MLST and flaA short variable region sequence typing

DNA was extracted from 24-h cultures with PrepMan® (Applied Biosystems, USA) according to the manufacturer's instructions and MLST was performed as described by Dingle et al. [Reference Dingle19]. Seven housekeeping genes, aspA, glnA, gltA, glyA, pgm, tkt, uncA were amplified using Taq polymerase (Promega, USA) with primers detailed in Korczak et al. [Reference Korczak20]. The short variable region of the flaA gene (flaA-SVR) was amplified by primers flaA_Cjc-L and flaAB_Cjc-R [Reference Korczak20] according to the protocol of Josefsen et al. [Reference Josefsen21]. The purified PCR products were sequenced with the BigDye terminator v. 3.1 ready reaction cycle sequencing kit (Applied Biosystems) on an ABI3130XL genetic analyser (Applied Biosystems).

The sequences of the seven MLST loci and flaA were compared with sequences in the MLST database (www.pubmlst.org/campylobacter) to determine the allele number. The STs, clonal complexes (CCs) and flaA type of each strain were assigned from the profiles of the seven alleles in the MLST database with an integrated automated link in the computer program BioNumerics v. 6.6 (Applied Maths NV, Belgium). Relationships between strains were determined by the MLST-based network creation method, minimum spanning tree (MST) and by the unweighted pair-group method with arithmetic mean cluster analysis based on flaA-SVR in BioNumerics. New alleles and STs were submitted to the PubMLST database.

Antibiotic susceptibility

The susceptibility of isolates to seven antibiotics (chloramphenicol, ciprofloxacin, erythromycin, gentamicin, nalidixic acid, streptomycin, tetracycline) was determined by a broth microdilution method using a commercial diagnostic test for Campylobacter minimum inhibitory concentrations (MICs) (Sensititre Campylobacter plate – EUCAMP; Trek Diagnostic Systems, USA) according to the manufacturer's instructions. Resistance against antibiotics was expressed as MICs based on cut-off values recommended by European Food Safety Authority (EFSA) [22]. Multidrug resistance was defined as resistance to at least three non-related antibiotics.

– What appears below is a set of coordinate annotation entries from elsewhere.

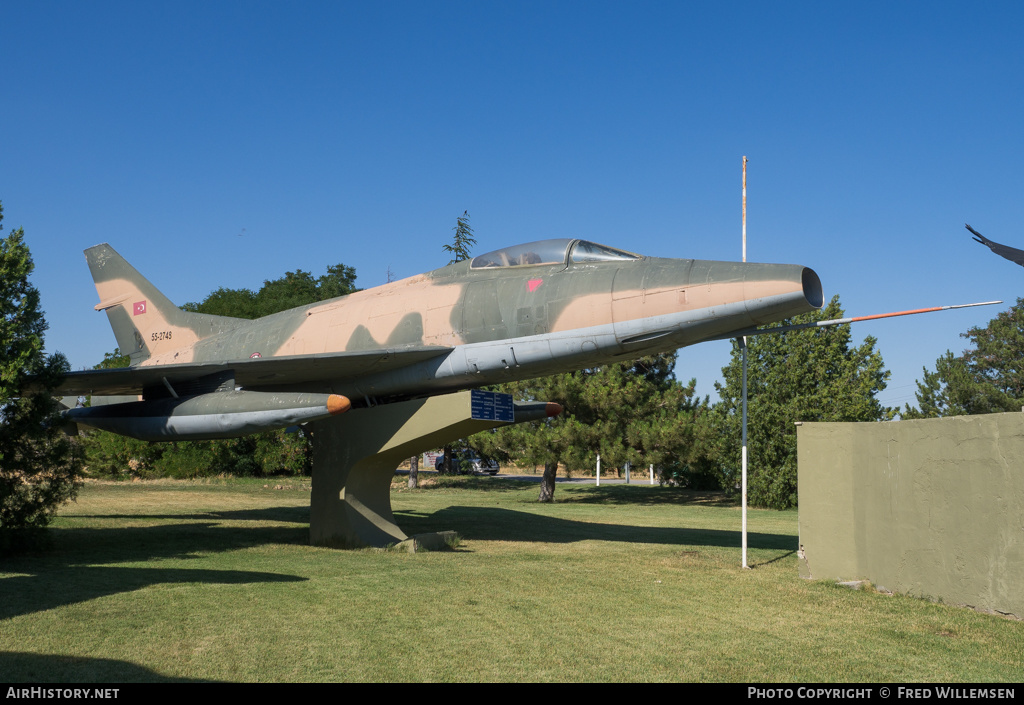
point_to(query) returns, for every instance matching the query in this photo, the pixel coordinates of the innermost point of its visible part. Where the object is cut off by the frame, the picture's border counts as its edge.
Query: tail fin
(144, 322)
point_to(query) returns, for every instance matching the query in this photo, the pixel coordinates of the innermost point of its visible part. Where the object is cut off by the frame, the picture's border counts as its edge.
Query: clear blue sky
(223, 143)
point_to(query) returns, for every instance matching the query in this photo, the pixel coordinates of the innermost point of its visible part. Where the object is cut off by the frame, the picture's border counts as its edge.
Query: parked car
(468, 463)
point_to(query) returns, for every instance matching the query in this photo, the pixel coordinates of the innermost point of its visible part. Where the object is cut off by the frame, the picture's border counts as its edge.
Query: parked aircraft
(517, 313)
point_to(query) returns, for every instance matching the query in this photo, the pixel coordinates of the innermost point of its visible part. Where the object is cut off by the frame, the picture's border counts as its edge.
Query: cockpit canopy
(551, 252)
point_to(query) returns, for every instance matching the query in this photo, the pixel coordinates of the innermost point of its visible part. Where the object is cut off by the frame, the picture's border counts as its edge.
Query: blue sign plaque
(492, 406)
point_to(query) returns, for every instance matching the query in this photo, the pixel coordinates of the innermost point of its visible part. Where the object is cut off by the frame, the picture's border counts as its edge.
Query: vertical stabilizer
(145, 323)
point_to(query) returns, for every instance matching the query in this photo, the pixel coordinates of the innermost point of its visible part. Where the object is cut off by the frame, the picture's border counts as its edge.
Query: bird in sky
(1010, 253)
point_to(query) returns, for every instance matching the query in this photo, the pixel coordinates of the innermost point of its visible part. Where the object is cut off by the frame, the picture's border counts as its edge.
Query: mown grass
(215, 581)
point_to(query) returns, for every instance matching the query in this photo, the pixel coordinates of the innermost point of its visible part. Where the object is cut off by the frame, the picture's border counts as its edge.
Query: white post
(743, 454)
(743, 344)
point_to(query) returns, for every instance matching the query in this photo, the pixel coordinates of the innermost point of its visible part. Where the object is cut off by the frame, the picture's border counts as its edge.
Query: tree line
(633, 412)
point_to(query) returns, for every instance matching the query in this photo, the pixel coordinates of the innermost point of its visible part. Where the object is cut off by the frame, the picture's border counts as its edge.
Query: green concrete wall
(933, 507)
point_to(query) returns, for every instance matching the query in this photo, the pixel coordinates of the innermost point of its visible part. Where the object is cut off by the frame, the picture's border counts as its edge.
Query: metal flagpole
(742, 345)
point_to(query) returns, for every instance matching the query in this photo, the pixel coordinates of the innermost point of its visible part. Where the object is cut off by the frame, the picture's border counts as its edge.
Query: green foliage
(39, 465)
(632, 412)
(986, 378)
(463, 241)
(807, 375)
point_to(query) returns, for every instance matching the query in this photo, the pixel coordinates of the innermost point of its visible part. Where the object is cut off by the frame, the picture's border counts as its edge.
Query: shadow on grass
(641, 495)
(489, 524)
(479, 484)
(69, 572)
(285, 514)
(39, 668)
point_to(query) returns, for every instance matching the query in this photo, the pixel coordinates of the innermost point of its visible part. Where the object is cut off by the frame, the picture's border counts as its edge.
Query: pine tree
(463, 242)
(40, 467)
(806, 375)
(987, 377)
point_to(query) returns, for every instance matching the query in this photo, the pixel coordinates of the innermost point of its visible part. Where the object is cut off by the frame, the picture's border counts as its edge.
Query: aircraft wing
(1011, 253)
(249, 372)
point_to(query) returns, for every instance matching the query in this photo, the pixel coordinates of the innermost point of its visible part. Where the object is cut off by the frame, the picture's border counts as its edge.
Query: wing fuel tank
(214, 415)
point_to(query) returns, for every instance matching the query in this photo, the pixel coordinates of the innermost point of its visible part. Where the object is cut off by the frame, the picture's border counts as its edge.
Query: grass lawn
(216, 581)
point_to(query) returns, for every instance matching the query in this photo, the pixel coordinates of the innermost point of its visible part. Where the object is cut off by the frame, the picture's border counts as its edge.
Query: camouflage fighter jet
(517, 313)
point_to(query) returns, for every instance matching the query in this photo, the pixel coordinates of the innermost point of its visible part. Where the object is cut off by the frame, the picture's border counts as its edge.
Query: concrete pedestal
(355, 455)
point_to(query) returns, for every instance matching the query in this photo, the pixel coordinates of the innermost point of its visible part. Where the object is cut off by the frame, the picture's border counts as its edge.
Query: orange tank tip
(336, 404)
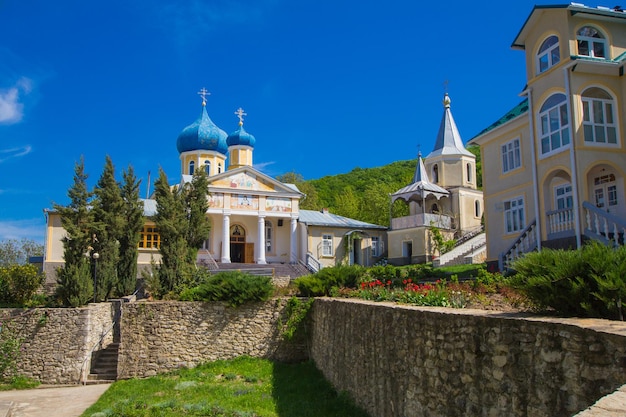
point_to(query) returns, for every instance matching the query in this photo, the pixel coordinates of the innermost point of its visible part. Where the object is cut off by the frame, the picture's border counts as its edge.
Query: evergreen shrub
(590, 282)
(233, 287)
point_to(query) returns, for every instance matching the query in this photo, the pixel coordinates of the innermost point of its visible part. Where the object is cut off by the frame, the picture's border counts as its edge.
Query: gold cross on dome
(240, 113)
(204, 93)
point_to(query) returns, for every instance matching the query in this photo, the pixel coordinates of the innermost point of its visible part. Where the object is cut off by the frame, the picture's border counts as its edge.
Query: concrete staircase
(472, 251)
(104, 365)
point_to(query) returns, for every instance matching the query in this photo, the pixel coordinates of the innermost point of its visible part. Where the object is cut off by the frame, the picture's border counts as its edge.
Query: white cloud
(6, 154)
(28, 229)
(11, 109)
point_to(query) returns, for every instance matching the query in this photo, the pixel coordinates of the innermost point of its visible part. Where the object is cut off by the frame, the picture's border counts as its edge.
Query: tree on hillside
(17, 252)
(183, 226)
(74, 278)
(129, 239)
(310, 201)
(109, 222)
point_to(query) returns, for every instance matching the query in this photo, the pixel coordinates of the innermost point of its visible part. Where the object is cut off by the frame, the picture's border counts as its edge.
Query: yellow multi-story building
(554, 166)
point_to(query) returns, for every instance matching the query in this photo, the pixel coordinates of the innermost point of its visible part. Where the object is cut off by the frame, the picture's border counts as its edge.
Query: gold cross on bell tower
(240, 113)
(204, 93)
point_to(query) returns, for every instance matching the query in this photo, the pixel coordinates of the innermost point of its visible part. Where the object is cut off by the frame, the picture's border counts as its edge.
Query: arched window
(269, 237)
(599, 116)
(548, 54)
(554, 123)
(591, 42)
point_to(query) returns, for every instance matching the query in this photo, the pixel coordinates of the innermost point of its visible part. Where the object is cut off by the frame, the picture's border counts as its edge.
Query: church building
(443, 195)
(255, 219)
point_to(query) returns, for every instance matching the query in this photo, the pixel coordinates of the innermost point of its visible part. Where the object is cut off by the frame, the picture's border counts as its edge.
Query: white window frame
(514, 216)
(511, 156)
(593, 39)
(269, 237)
(327, 244)
(549, 54)
(599, 125)
(554, 125)
(563, 197)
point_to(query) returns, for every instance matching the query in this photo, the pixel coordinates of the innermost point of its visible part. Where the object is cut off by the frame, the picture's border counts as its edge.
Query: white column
(293, 257)
(261, 235)
(226, 239)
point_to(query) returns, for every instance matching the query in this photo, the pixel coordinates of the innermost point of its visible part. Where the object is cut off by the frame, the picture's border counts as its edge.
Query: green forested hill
(362, 193)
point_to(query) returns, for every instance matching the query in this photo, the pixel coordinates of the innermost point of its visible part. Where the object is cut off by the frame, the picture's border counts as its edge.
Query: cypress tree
(75, 285)
(129, 239)
(108, 212)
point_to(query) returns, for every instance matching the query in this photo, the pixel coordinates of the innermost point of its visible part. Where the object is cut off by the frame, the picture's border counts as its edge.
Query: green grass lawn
(243, 387)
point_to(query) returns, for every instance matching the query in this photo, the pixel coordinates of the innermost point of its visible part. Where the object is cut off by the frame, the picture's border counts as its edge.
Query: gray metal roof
(448, 139)
(319, 218)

Mutation assay PCR and gyrA sequencing

Mismatch amplification mutation assay (MAMA) PCR for detection of the Thr86-Ile mutation, which confers resistance against ciprofloxacin was performed on all phenotypically ciprofloxacin-resistant isolates. Additionally, the quinolone resistance-determining region (QRDR) of gyrA was sequenced (Macrogen, South Korea) to study the genetic relatedness of ciprofloxacin-resistant isolates from different CCs. Both procedures were as described previously [Reference Zirnstein23]. Thirty-two sequences of gyrA QRDR were deposited in GeneBank (accession numbers KF831198–KF831229).

Statistical analysis

The discriminatory index of the typing methods was calculated by Simpson's index of diversity according to Hunter & Gaston [Reference Hunter and Gaston24]. Statistical significance (P < 0.05) of association of specific genotypes with quinolone resistance and source of the strains was tested using IBM SPSS Statistics v. 20 (IBM, USA), with Fisher's exact two-tailed test and Pearson's χ 2 test.

RESULTS AND DISCUSSION

The 52 C. jejuni isolates were recovered from animals (chicken, bovine, turkey skin and faeces), raw and cured chicken meat from retail, human patients and environmental water samples during 2008–2009 in different regions of Slovenia. The isolates were grouped by MLST into 28 STs, four of which were novel additions to the PubMLST database; one of these new STs (ST5207 – C. jejuni 1603) was a novel combination of previously known alleles but three, ST5205, ST5206, ST6309, included novel allele sequences in tkt, aspA and glyA loci, respectively. Each of the isolates with the novel tkt allele type originated from the same region in Slovenia (data not shown) and were isolated from raw and cured chicken meat and human faeces, which is suggestive of chicken being the most probable source of infection.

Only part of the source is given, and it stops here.